His son Jochi (1182-1227) was sent to conquer the lands of what is now Siberia, Central Russia, and Eastern Europe, where the Rus’ princes were at war with each other.
The Silk Road from China and Central Asia converged on the Golden Horde capital, Old and New Sarai, to Crimea. Subordinate routes crossed the steppe to Chernihiv, Kyiv, and Halych and westward to Central Europe. In the south, Galicia-Volhynia was the only Rus’ principality on Ukrainian territory to survive as an independent state.
In 1237, led by Genghis Khan’s grandson, Batu Khan, the Mongols invaded Rus.’ After years of attacks, fierce battles and a siege lasting several weeks, Kyiv, Chernihiv, and Halych were burned to the ground in 1240.
1243 Knyaz Yaroslav II (1191-1246) was summoned to Batu Khan and swore allegiance. The Mongols then surveyed the population to collect tributes. The tributes went to the Mongol Empire, and Prince Danylo Romanovych, like other princes of Rus, was forced to pledge allegiance to Batu Khan of the Golden Horde in 1246.

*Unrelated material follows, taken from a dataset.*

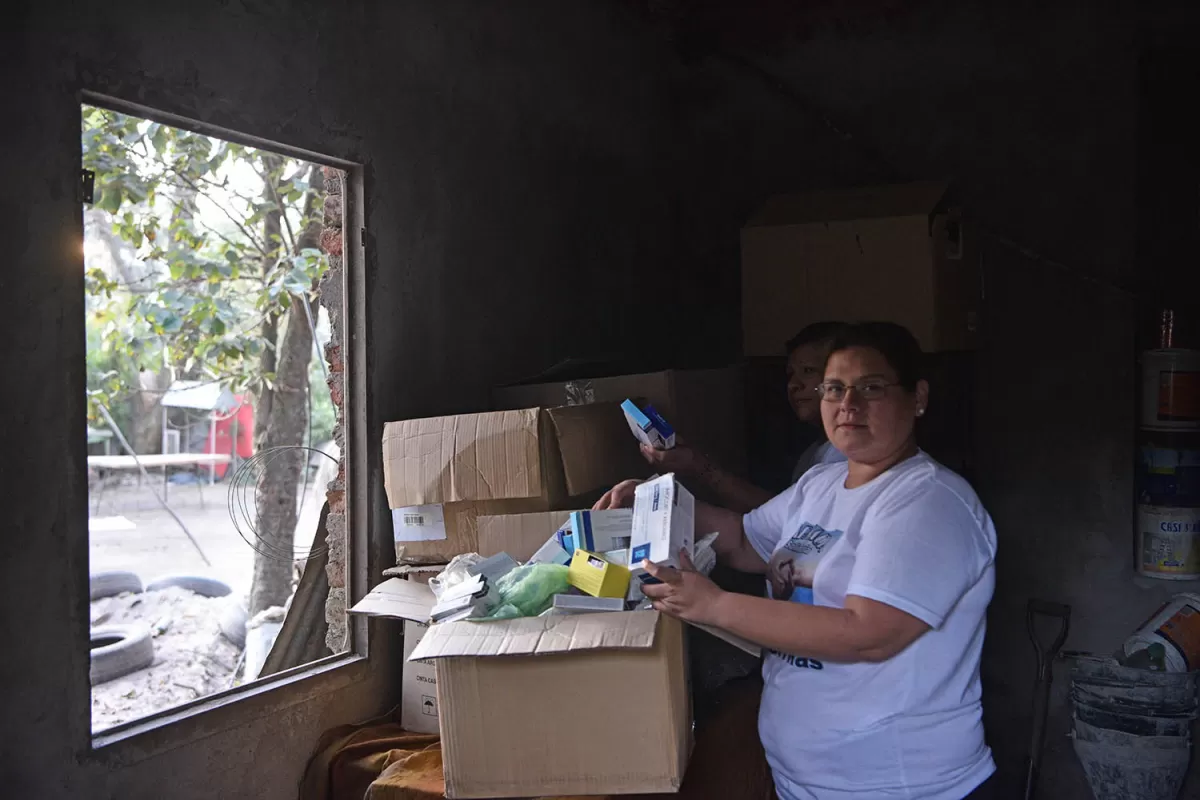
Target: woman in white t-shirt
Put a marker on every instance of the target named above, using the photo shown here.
(880, 570)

After 1266, when the Tatar-Mongol state of Golden Horde divided itself from the Mongols, tributes went to the Sultan Giyas al-Din Mohammed Öz Beg, known as Uzbeg or Ozbeg (1292–1341), the longest-reigning khan of the Golden Horde (1313–1341). Öz Beg’s army killed Lev II and his brother Andrey (the last of the Rurikid Dynasty) in 1323. Succeeding his father Öz Beg Khan, Jani Beg, also called Djanibek Khan, was a Khan of the Golden Horde from 1342 to 1357.